Wednesday, March 14, 2012

The Green of Breakable Things

. . . is the first chapter of six in Colleen S. Harris's whisperesque book of memory, geography-infused poems, The Kentucky Vein.  It is also the title of the first poem within this chapter, as well as the poem's closing line.  What does "the green of breakable things" mean? 

The opening lines reveal a hand-painted vase, owned by the speaker's mother and selected from her things when she died, shattering on the floor.

Before it shattered, the speaker displayed this vase for her mother's "anniversary," which, I assume, is her death anniversary, but hid it in her bureau for the winter.  Was it hidden only for the three-month season of winter?  Or does "winter" here mean the heart-cold remainder of the year when our loved ones are not immediately recalled?  And if so, why does the speaker self-inflict the cold by removing an object which would spark the memory of her mother?  Is it too painful to see the vase every day, either because of guilt or because of longing?  Or is it more painful hiding it?  Is the pain wanted as a type of punishment or necessary trial?  Was her relationship with her mother, and therefore this vase, based on obligation or desire?  

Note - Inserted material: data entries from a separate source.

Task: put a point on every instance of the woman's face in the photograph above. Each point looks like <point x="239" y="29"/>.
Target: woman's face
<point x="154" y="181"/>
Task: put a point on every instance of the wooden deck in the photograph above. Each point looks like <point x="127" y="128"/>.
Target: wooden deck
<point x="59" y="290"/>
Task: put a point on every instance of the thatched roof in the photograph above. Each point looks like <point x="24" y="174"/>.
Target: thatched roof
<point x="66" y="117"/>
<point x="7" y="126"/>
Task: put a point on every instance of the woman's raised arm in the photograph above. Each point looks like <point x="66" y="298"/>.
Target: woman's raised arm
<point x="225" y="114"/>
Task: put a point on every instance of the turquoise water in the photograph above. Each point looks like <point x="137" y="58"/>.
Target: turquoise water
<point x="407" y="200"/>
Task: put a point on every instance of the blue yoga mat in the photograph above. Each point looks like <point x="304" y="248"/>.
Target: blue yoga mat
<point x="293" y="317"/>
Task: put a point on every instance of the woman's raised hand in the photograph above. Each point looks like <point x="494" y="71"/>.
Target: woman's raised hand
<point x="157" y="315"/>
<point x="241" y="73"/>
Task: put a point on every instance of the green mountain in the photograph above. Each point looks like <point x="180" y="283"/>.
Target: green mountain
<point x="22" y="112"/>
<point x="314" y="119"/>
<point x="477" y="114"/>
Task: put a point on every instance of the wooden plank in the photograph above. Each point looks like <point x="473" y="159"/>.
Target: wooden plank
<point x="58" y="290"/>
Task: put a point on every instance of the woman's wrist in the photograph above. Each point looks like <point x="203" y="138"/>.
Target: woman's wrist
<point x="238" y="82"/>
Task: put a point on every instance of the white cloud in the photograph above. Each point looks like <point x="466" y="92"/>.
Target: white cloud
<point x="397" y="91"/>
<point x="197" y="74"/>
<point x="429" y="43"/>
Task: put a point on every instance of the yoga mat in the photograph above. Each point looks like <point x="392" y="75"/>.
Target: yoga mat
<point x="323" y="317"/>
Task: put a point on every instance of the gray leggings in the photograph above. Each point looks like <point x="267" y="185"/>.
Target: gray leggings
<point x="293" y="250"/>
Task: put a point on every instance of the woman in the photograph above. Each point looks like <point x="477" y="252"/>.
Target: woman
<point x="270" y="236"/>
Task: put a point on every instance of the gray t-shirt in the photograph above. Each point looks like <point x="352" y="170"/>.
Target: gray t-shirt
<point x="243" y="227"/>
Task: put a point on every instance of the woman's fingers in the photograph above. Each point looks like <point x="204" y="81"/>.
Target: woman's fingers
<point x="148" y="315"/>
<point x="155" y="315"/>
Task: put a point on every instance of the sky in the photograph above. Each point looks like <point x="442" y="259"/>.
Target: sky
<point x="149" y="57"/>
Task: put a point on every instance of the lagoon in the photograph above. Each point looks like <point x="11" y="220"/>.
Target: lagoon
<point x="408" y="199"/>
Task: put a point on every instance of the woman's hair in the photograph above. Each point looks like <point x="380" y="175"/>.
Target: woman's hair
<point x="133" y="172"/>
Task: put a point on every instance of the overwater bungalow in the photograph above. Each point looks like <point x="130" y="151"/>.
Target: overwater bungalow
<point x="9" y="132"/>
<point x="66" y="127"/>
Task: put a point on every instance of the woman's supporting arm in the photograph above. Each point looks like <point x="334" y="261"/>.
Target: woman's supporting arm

In the same lines where the vase shatters, flowers grow through the cracks of the wooden floor planks, through the shards.  Here is a bittersweet (hopeful or saddening?) image of life sprouting amidst, even through death, which echoes in the closing line: "I am the fresh-cut green of breakable things."  Though the speaker is alive and vigorous--"fresh green"--she is fragile from a line of fragility.  She is breakable.